When I had no father I made
Care my father. When I had
No mother I embraced order.

When I had no friend I made
Quiet my friend. When I had no
Enemy I opposed my body.

When I had no temple I made
My voice my temple. I have
No priest, my tongue is my choir.

When I have no means fortune
Is my means. When I have
Nothing, death will be my fortune.

Need is my tactic, detachment
Is my strategy. When I had
No lover I courted my sleep.

On 52nd Street by Philip Levine

Down sat Bud, raised his hands,
the Deuces silenced, the lights
lowered, and breath gathered
for the coming storm. Then nothing,
not a single note. Outside starlight
from heaven fell unseen, a quarter-
moon, promised, was no show,
ditto the rain. Late August of ’50,
NYC, the long summer of abundance
and our new war. In the mirror behind
the bar, the spirits—imitating you—
stared at themselves. At the bar
the tenor player up from Philly, shut
his eyes and whispered to no one,
“Same thing last night.” Everyone
been coming all week long
to hear this.
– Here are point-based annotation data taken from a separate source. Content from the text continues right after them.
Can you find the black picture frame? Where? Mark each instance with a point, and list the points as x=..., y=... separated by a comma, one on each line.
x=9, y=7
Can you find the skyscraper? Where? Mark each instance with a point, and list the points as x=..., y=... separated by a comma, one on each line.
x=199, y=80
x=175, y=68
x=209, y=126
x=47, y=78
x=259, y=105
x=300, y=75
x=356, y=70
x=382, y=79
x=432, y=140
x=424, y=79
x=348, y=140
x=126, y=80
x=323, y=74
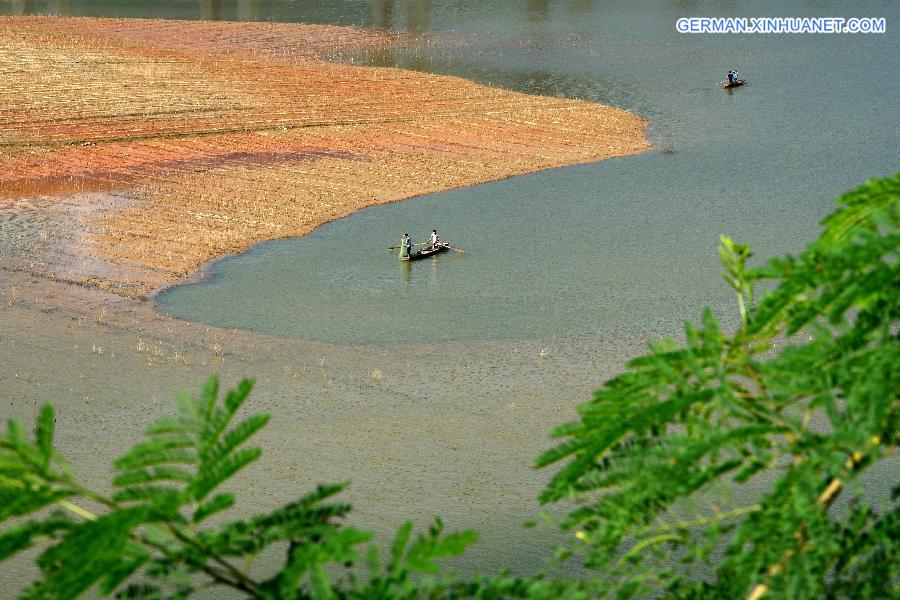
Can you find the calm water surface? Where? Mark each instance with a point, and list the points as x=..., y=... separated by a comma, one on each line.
x=627, y=244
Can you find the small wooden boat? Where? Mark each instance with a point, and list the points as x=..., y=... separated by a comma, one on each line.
x=427, y=251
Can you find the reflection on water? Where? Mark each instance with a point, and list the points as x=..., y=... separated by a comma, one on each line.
x=623, y=245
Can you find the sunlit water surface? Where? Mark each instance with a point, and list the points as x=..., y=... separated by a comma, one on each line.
x=623, y=245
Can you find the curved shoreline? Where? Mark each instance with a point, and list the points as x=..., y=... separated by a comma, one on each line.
x=211, y=137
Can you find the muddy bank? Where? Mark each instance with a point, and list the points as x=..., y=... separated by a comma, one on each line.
x=217, y=136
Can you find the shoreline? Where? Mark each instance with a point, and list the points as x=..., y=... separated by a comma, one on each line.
x=196, y=138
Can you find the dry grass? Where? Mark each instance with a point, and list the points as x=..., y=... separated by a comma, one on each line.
x=234, y=133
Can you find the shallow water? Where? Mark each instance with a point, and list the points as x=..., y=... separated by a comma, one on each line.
x=628, y=244
x=622, y=246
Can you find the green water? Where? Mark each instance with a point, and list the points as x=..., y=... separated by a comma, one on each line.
x=623, y=245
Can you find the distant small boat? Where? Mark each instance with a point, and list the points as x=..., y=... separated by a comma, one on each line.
x=426, y=252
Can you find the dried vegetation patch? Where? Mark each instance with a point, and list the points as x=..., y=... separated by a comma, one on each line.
x=227, y=134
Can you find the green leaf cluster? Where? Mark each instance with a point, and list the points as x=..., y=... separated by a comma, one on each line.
x=155, y=537
x=787, y=413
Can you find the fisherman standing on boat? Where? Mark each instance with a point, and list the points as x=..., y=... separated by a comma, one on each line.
x=405, y=246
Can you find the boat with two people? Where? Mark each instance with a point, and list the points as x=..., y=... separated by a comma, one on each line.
x=732, y=81
x=433, y=246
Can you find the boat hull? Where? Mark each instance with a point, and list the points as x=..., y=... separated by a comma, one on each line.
x=426, y=252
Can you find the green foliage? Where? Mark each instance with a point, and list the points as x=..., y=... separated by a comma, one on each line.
x=786, y=413
x=152, y=540
x=794, y=406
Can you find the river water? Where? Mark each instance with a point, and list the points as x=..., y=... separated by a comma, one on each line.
x=622, y=245
x=567, y=273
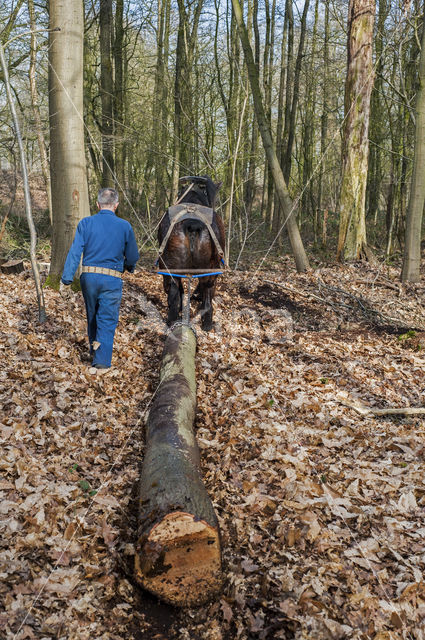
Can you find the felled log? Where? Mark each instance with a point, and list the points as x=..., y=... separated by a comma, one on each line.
x=178, y=555
x=13, y=266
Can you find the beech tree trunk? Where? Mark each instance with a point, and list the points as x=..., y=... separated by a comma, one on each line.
x=178, y=555
x=412, y=247
x=352, y=243
x=106, y=93
x=300, y=255
x=36, y=109
x=70, y=200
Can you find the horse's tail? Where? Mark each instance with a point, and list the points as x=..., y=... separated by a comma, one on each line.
x=193, y=229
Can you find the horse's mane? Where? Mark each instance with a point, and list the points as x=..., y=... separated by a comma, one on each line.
x=203, y=192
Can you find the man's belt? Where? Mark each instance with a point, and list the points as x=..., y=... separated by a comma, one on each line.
x=103, y=271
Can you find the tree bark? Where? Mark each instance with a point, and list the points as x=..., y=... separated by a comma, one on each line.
x=106, y=92
x=352, y=243
x=119, y=92
x=27, y=196
x=70, y=199
x=36, y=110
x=412, y=247
x=300, y=256
x=178, y=554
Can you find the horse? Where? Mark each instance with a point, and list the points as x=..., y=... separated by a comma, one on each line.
x=191, y=246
The big brown bass
sighed and slumped against
the piano, the cymbals held
their dry cheeks and stopped
chicking and chucking. You went
back to drinking and ignored
the unignorable. When the door
swung open it was Pettiford
in work clothes, midnight suit,
starched shirt, narrow black tie,
spit shined shoes, as ready
as he’d ever be. Eyebrows
raised, the Irish bartender
shook his head, so Pettiford eased
himself down at an empty table,
closed up his Herald Tribune,
and shook his head. Did the TV
come on, did the jukebox bring us
Dinah Washington, did the stars
keep their appointments, did the moon
show, quartered or full, sprinkling
its soft light down? The night’s
still there, just where it was, just
where it’ll always be without
its music. You’re still there too
holding your breath. Bud walked out.